Cet essai doit beaucoup aux travaux de Jacques Ellul sur le travail en tant que phénomène idéologique.

Le questionnement original d’Ellul, qui fut l’un des principaux critiques et théoriciens de la société technologique industrielle et un précurseur du mouvement que l’on nomme aujourd’hui Décroissance, est ici complété par une approche historique du phénomène idéologique du travail en lien avec le développement du capitalisme et des rapports hiérarchiques d’exploitation. Le travail, dans nos sociétés contemporaines, se caractérise en effet par l’enrôlement des salariés au sein d’un dispositif coercitif. Si la terminologie marxiste est malheureusement tombée aujourd’hui en désuétude, elle n’a rien perdu de sa force lorsqu’il s’agit de mettre en forme ce qui se joue dans les rapports économiques d’exploitation. En remontant l’histoire des rapports humains au travail, depuis les sociétés de chasseurs-cueilleurs du Paléolithique, il apparaît en effet que ce dernier, en tant que valeur sociétale, constitue non seulement un phénomène récent, mais également l’aboutissement d’un processus d’éducation et d’embrigadement qui ne doit rien à une quelconque évolution ou prédisposition naturelle de l’humain à se « réaliser ». C’est ce long processus de formatage idéologique qui est ici mis au jour.

Le travail en tant qu’activité économique est apparu historiquement avec la sédentarisation des premières populations humaines, puis en tant que processus d’exploitation avec les premières cités du Néolithique. La naissance de la civilisation en Mésopotamie coïncide avec celle de l’aliénation des classes dominées au pouvoir princier et religieux et avec l’instauration de rapports de pouvoir hiérarchiques. Le travail assure ainsi l’embrigadement de la population au service des castes supérieures et la captation des surplus au profit de ces dernières.

Ce dernier est alors envisagé comme une peine, une fatalité ou un fléau, et justifié comme tel par le pouvoir, il est également le garant et le marqueur d’un ordre social fortement inégalitaire qui trouvera un exutoire à ses tensions internes dans les expéditions guerrières et l’esclavagisme. Les choses évolueront peu jusqu’à la fin du Moyen-Âge, et il faudra attendre l’essor de la production agricole au XIIIe siècle et le développement des rapports marchands et monétaires pour que la vision du travail change lentement, au fur et à mesure que naît une petite bourgeoisie urbaine et paysanne pour qui le labeur va devenir un moyen de s’enrichir et de s’élever au-dessus de sa condition. Avec l’essor du protestantisme au XVIe siècle, le rapport idéologique au travail va se transformer radicalement et ce dernier va se charger de nouvelles valeurs positives qui vont servir de base idéologique à la nouvelle morale petite-bourgeoise et à l’expansion des rapports économiques. Ce mouvement va déboucher sur la « révolution des lumières » et l’entrée du monde occidental dans le capitalisme industriel, dont le travail va devenir la valeur centrale. Une immense entreprise de discipline du monde salarié va se mettre en œuvre en même temps qu’une exploitation brutale. Ce processus trouvera son achèvement dans la rationalisation du processus de production engagé par la révolution tayloriste. L’idéologie du travail va prendre quant à elle une dimension totalitaire qui débouchera dans les régimes dictatoriaux européens sur la mise en place d’une véritable barbarie.
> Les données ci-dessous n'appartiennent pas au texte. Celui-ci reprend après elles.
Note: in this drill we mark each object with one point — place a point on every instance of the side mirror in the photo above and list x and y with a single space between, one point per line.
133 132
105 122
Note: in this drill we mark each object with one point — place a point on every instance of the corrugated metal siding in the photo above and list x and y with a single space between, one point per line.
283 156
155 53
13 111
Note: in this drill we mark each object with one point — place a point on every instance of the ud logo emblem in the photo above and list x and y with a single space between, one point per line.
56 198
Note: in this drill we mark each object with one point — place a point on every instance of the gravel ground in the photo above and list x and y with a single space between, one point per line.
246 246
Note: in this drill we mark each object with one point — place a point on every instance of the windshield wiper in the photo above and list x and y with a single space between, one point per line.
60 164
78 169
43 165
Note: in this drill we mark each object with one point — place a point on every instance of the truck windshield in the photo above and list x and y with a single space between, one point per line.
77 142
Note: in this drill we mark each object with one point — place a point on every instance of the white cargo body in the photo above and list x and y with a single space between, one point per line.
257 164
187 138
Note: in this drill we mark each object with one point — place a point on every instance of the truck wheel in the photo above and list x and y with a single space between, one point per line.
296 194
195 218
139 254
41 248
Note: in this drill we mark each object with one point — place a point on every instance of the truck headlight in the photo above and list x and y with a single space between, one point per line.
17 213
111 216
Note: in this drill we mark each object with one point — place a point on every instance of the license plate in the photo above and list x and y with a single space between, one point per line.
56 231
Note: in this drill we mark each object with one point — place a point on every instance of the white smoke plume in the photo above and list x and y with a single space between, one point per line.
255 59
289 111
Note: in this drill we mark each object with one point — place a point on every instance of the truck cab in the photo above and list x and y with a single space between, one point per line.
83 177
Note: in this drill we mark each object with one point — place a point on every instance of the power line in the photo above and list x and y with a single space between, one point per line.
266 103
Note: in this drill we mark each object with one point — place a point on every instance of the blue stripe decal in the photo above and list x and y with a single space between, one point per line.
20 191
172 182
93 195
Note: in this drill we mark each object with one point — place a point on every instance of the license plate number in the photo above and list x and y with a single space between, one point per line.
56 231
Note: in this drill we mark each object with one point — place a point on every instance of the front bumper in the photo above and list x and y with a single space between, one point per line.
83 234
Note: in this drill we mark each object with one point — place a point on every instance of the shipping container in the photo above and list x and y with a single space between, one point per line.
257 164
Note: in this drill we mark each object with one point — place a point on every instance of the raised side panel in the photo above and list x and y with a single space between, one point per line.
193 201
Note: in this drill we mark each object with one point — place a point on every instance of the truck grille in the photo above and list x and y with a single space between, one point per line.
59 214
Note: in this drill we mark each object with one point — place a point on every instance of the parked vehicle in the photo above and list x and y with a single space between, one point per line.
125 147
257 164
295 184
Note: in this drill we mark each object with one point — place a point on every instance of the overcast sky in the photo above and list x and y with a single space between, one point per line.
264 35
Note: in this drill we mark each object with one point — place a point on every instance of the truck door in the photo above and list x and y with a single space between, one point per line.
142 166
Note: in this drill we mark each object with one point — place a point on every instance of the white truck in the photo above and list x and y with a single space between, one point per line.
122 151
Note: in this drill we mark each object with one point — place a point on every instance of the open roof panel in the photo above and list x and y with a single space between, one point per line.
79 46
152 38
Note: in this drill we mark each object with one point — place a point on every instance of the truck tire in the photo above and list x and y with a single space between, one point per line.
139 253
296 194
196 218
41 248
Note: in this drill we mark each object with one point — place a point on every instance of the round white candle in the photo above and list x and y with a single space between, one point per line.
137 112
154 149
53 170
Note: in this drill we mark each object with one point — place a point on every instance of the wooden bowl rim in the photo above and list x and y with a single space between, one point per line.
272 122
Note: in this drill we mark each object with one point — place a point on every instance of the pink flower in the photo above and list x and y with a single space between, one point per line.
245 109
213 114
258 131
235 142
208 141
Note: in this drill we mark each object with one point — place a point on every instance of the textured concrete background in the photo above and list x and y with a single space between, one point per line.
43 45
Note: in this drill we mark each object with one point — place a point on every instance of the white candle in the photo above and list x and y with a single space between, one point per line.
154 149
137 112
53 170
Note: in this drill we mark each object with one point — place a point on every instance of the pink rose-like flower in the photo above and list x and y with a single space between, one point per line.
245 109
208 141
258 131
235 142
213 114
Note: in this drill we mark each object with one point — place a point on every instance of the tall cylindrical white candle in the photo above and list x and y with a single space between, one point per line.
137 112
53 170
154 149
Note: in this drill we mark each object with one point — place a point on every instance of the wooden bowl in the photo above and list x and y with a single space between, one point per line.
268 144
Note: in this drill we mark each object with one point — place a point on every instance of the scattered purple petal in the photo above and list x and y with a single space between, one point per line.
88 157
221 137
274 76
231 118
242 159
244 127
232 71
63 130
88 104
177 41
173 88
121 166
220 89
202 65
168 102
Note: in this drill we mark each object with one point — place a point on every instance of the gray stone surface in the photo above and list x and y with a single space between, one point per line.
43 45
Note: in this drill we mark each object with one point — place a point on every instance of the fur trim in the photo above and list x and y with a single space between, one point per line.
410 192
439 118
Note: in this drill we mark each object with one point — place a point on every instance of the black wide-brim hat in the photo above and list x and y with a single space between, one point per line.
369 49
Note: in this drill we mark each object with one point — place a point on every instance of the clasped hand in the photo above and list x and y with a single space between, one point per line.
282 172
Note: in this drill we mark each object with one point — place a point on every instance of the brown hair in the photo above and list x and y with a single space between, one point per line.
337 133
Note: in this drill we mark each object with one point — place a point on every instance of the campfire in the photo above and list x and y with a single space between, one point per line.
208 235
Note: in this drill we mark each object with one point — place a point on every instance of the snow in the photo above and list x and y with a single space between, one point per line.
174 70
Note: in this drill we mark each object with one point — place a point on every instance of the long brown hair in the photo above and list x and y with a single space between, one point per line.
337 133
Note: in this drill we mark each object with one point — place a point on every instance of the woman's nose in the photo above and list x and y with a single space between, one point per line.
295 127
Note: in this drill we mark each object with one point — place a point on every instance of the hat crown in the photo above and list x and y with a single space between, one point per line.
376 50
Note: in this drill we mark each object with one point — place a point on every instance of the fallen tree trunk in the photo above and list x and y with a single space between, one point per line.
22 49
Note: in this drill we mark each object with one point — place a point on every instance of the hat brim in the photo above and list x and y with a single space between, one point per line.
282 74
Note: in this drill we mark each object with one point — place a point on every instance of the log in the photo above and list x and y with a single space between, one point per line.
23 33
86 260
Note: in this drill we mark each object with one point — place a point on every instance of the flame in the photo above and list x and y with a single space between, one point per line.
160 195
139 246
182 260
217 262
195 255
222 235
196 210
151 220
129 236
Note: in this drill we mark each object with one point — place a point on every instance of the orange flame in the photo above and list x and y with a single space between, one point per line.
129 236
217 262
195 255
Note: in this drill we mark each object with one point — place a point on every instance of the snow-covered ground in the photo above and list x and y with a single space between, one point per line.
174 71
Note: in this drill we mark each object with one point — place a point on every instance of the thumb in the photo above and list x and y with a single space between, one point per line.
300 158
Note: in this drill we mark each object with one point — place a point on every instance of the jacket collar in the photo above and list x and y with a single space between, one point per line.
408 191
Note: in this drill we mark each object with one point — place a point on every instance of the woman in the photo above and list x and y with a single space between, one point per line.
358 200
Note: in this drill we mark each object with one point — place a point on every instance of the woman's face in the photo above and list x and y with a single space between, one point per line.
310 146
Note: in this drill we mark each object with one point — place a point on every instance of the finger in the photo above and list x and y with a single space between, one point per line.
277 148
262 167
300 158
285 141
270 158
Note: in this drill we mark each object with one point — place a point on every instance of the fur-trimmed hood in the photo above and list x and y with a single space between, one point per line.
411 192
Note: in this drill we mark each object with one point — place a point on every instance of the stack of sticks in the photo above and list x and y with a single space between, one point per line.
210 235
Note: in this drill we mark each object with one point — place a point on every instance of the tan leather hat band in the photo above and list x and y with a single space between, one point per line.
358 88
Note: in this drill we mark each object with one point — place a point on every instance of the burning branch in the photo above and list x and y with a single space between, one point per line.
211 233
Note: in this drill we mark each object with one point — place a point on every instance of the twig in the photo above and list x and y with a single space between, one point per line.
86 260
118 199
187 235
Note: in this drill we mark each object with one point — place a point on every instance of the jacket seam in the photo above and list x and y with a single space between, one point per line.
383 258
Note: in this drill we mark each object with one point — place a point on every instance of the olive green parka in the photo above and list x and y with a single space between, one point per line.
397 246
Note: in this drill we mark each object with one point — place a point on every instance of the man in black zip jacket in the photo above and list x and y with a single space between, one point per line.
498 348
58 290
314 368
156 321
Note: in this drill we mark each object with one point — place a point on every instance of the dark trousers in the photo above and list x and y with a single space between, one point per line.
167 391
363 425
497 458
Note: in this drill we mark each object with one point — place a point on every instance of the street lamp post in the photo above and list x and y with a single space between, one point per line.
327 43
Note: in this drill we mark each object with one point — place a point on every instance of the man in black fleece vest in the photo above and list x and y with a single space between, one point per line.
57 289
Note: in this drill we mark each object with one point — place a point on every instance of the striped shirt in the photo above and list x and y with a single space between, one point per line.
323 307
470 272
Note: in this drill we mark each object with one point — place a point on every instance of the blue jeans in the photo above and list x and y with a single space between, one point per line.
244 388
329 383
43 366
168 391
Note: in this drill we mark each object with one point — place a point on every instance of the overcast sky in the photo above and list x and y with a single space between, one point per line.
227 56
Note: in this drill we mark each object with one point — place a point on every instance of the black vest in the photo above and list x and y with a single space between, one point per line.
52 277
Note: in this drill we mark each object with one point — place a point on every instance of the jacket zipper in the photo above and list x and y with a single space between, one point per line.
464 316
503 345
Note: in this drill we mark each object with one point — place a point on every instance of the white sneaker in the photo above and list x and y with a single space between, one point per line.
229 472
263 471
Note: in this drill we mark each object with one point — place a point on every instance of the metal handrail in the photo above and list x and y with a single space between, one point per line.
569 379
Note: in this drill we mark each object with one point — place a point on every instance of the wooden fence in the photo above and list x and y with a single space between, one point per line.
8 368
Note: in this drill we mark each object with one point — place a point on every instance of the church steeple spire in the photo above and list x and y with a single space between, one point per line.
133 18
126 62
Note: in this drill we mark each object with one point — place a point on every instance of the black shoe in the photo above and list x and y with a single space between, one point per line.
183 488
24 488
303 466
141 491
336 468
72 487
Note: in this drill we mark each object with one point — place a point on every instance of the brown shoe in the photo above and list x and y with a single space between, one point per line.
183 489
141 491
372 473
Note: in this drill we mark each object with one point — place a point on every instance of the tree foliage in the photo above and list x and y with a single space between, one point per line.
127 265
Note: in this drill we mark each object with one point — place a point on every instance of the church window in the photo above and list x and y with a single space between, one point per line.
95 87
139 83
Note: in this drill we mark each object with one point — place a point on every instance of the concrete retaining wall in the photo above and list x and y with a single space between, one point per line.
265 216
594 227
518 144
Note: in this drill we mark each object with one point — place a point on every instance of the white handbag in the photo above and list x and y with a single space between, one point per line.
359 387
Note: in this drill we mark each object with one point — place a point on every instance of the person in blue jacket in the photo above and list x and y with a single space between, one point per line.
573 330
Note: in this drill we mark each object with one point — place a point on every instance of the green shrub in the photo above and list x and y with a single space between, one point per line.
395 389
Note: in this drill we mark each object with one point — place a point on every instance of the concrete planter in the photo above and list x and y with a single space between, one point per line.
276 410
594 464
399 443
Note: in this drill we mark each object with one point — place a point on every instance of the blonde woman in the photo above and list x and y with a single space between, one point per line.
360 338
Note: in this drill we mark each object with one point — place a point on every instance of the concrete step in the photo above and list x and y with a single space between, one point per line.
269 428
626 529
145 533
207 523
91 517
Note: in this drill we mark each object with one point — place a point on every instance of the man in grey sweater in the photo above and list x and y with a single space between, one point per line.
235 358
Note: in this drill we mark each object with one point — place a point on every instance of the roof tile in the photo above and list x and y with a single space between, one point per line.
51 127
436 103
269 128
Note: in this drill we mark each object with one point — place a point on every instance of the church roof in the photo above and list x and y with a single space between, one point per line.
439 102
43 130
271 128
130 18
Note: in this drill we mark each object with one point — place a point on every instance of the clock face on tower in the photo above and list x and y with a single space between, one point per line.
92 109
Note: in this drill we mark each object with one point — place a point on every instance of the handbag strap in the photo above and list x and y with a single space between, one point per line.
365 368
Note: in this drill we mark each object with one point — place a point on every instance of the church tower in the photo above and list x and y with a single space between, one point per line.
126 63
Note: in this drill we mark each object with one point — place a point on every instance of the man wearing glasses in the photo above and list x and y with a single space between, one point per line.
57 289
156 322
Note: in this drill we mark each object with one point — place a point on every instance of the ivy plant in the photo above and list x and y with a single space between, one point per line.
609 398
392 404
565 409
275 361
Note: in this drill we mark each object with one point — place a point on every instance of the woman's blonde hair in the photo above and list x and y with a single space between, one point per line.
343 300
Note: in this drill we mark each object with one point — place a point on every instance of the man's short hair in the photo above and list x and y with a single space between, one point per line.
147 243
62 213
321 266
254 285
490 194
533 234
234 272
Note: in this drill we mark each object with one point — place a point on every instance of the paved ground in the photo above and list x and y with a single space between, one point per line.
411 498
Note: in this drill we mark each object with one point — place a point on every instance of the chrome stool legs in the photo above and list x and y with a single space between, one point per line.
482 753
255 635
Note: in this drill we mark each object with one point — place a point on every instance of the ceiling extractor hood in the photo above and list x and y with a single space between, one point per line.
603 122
Cette idéologie, même si elle s’est largement réinventée dans le cadre de la société de consommation, opère encore aujourd’hui comme un élément central de discipline et d’enrôlement des salariés, mais aussi comme un moyen de contrôle social et de confiscation de la représentation démocratique au profit des classes dominantes. Le chômage structurel de masse, la criminalisation des chômeurs et des pauvres, l’exclusion de la société de consommation ont également joué un rôle important de contre-feux et de repoussoir.

Pourtant, le constat de la raréfaction de l’offre de travail dans les économies occidentales et la révolution de l’automatisation qui s’annonce, constituent aujourd’hui des opportunités majeures pour une offensive contre cette idéologie qui fut à l’origine de toutes les aliénations.

PREMIÈRE PARTIE

De l’âge d’or aux premières cités

« Il faut, avant toute recherche ou réflexion sur le travail dans notre société, prendre conscience de ce que tout y est dominé par l’idéologie du travail.1»

Jacques ELLUL

L’âge d’or

Le travail est aujourd’hui à la fois la condition du salariat, qui ouvre le droit à la rémunération, et une valeur sociétale fondamentale qui sert de base à la construction de l’identité et des rapports sociaux. Pourtant, en remontant le fil de la pensée de Jacques Ellul, notamment grâce à son article « L’idéologie du travail » cité en exergue, on se rend compte qu’il n’en fut pas toujours ainsi. Loin d’être une donnée naturelle anthropologique, la « valeur » travail s’est construite au fil du temps, et plus particulièrement sous l’impulsion des développements successifs du système de production capitaliste.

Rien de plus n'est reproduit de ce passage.